Accepted at CoRL 2022 as oral presentation (acceptance rate 6.5%)
Best Paper Awards Finalist
paper and reviews: https://openreview.net/forum?id=DE8rdNuGj_7
CoRL Oral talk: https://youtu.be/56LzTZfwY2Q?t=2859
Uncertainty on human behaviors poses a significant challenge to autonomous driving in crowded urban environments. The partially observable Markov decision processes (POMDPs) offer a principled framework for planning under uncertainty, often leveraging Monte Carlo sampling to achieve online performance for complex tasks. However, sampling also raises safety concerns by potentially missing critical events. To address this, we propose a new algorithm, LEarning Attention over Driving bEhavioRs (LEADER), that learns to attend to critical human behaviors during planning. LEADER learns a neural network generator to provide attention over human behaviors in real-time situations. It integrates the attention into a belief-space planner, using importance sampling to bias reasoning towards critical events. To train the algorithm, we let the attention generator and the planner form a min-max game. By solving the min-max game, LEADER learns to perform risk-aware planning without human labeling.

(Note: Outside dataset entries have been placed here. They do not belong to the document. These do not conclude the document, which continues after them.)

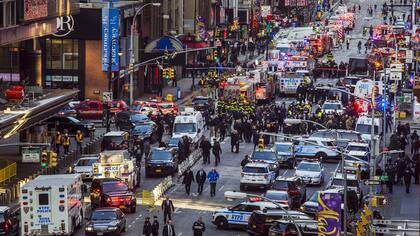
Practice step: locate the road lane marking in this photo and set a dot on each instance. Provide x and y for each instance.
(220, 189)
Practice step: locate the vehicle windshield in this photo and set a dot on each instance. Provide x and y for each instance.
(277, 195)
(331, 106)
(357, 148)
(340, 182)
(114, 186)
(103, 215)
(308, 167)
(139, 118)
(86, 162)
(283, 148)
(161, 156)
(266, 156)
(365, 129)
(184, 128)
(249, 169)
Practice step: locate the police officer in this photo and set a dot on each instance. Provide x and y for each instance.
(57, 142)
(147, 227)
(199, 227)
(79, 140)
(66, 143)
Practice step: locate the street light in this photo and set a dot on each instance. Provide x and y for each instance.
(155, 4)
(242, 195)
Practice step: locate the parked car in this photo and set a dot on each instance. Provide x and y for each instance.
(9, 221)
(260, 221)
(126, 120)
(294, 186)
(290, 228)
(161, 162)
(145, 131)
(90, 110)
(69, 125)
(115, 140)
(285, 152)
(108, 220)
(83, 165)
(112, 192)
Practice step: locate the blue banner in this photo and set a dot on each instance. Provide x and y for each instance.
(110, 38)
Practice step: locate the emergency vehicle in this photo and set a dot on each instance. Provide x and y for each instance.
(52, 205)
(238, 215)
(117, 164)
(189, 123)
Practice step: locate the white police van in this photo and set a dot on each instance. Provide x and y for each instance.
(238, 215)
(315, 148)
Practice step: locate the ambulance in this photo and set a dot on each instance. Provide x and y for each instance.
(52, 205)
(189, 123)
(117, 164)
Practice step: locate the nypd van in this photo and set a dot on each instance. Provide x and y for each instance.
(237, 216)
(315, 148)
(52, 205)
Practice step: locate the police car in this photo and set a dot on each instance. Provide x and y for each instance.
(238, 215)
(315, 148)
(256, 174)
(332, 106)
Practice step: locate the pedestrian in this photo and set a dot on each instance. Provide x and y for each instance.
(200, 178)
(408, 173)
(147, 227)
(168, 229)
(66, 143)
(213, 176)
(57, 142)
(79, 141)
(234, 141)
(199, 227)
(167, 207)
(217, 151)
(188, 179)
(245, 161)
(155, 226)
(205, 146)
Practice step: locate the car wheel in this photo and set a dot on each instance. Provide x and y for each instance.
(321, 156)
(221, 223)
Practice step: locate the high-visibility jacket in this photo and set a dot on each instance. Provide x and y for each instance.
(57, 139)
(66, 141)
(79, 138)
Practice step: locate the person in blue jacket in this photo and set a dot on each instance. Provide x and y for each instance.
(213, 176)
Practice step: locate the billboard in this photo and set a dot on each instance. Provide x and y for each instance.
(110, 38)
(35, 9)
(329, 214)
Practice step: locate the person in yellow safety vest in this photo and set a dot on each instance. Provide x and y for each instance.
(79, 140)
(66, 143)
(57, 142)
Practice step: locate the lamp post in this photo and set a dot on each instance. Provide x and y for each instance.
(242, 195)
(155, 4)
(298, 121)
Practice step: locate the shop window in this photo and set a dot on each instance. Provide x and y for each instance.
(62, 54)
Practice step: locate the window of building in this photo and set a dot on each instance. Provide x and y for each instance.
(62, 54)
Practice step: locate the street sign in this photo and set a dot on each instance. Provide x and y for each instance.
(107, 96)
(372, 182)
(31, 154)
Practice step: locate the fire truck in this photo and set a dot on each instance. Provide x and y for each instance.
(117, 164)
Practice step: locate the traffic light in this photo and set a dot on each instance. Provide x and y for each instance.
(171, 73)
(53, 159)
(261, 144)
(44, 159)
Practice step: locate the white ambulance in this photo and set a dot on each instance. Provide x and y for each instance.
(189, 123)
(117, 164)
(52, 205)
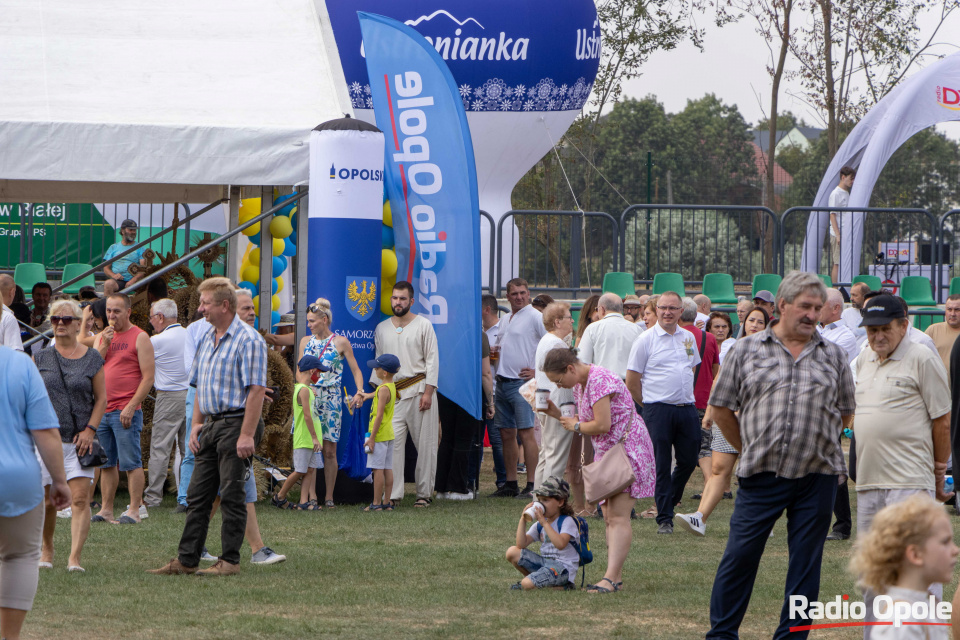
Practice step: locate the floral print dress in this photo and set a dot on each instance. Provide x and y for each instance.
(624, 420)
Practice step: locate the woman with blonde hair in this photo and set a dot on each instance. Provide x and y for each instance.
(73, 375)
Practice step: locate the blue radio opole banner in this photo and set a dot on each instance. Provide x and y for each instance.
(432, 185)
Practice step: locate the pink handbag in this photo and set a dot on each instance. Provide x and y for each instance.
(608, 476)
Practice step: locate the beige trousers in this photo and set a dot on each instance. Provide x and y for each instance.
(424, 429)
(554, 448)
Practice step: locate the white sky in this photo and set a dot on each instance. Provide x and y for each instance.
(733, 65)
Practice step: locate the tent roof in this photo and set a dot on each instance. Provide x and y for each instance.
(173, 100)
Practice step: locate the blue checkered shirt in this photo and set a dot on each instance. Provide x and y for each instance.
(222, 372)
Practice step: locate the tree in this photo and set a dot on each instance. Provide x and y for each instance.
(873, 42)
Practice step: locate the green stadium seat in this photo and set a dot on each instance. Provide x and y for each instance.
(619, 282)
(719, 288)
(766, 282)
(922, 322)
(27, 274)
(71, 271)
(954, 285)
(874, 282)
(916, 291)
(663, 282)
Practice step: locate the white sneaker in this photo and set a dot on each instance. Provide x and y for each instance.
(691, 522)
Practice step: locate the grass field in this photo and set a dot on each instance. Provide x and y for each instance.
(432, 573)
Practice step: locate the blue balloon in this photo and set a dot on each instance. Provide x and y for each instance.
(279, 265)
(252, 288)
(287, 210)
(387, 240)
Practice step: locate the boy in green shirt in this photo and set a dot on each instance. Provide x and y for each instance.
(379, 441)
(307, 444)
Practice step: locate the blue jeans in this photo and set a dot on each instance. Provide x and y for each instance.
(678, 429)
(186, 465)
(121, 445)
(761, 501)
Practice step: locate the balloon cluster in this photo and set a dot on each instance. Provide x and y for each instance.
(388, 259)
(283, 230)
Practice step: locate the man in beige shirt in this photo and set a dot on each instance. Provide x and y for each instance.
(411, 338)
(903, 417)
(944, 334)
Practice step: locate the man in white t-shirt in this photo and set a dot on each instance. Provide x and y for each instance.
(660, 373)
(607, 342)
(841, 223)
(170, 381)
(518, 337)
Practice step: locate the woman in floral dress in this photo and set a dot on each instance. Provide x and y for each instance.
(607, 415)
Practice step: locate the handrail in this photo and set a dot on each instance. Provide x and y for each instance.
(196, 252)
(934, 233)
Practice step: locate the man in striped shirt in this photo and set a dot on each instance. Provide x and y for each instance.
(230, 373)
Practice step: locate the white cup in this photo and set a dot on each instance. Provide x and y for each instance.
(542, 399)
(531, 513)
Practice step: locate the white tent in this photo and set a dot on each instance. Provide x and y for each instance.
(928, 97)
(137, 101)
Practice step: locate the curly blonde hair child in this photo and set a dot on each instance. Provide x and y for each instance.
(878, 558)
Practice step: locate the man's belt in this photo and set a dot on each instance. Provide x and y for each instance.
(409, 382)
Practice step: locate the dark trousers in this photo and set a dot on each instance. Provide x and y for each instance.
(458, 431)
(761, 500)
(217, 467)
(672, 430)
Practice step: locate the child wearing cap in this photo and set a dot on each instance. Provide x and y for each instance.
(379, 442)
(556, 564)
(307, 444)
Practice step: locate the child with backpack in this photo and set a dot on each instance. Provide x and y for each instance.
(559, 533)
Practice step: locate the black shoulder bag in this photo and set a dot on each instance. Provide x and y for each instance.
(96, 456)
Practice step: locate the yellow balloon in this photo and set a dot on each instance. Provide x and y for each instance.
(249, 208)
(280, 228)
(385, 294)
(250, 273)
(388, 268)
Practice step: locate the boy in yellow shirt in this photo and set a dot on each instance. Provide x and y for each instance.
(379, 441)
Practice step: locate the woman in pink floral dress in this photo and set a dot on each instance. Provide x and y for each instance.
(607, 415)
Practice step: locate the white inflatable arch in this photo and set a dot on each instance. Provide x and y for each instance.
(927, 98)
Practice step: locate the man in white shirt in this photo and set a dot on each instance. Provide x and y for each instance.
(9, 327)
(832, 326)
(170, 381)
(851, 315)
(703, 311)
(607, 342)
(518, 338)
(660, 376)
(840, 222)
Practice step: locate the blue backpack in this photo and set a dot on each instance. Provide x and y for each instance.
(581, 543)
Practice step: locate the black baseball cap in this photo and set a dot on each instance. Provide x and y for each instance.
(880, 310)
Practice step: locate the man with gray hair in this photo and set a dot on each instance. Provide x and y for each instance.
(9, 327)
(784, 396)
(607, 341)
(170, 409)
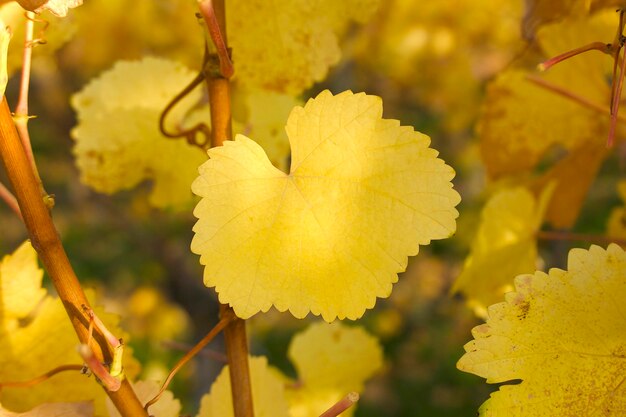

Overview of LEADER. (a) LEADER contains a learning component (red) and a planning component (blue). The learning components include: an attention generator that tries to generate attention q over human behaviors, based on the current belief b and observation z from the environment; and a critic that approximates the planner's value estimate based on b, z and the generated attention, q. The planning component performs risk-aware planning using the learned attention q. It decides an action a to be executed in the environment and collects experience data. (b) Attention is defined as an importance distribution over human behavioral intentions. The upper box shows the probability of different intentions of the highlighted exo-agent in green, yellow and red, as well as how the attention generator maps the natural-occurrence probabilities to importance probabilities, by highlighting the most adversarial intention (red). (c) We train LEADER using three simulated real-life urban environments: Meskel Square in Addis Ababa, Ethiopia, Magic Roundabout in Swindon, UK, and Highway in Singapore.
(a)
(b)
(c)
Visualization of the learned attention in: (a) highway (b) Meskel square (c) Magic. We highlighted one exo-agent in blue in each scene. Learned attention over its intentions are color-coded: green, yellow, red, purple, sorted from low attention to high attention. For other exo-agents, we only show the most-attended intention with dotted lines.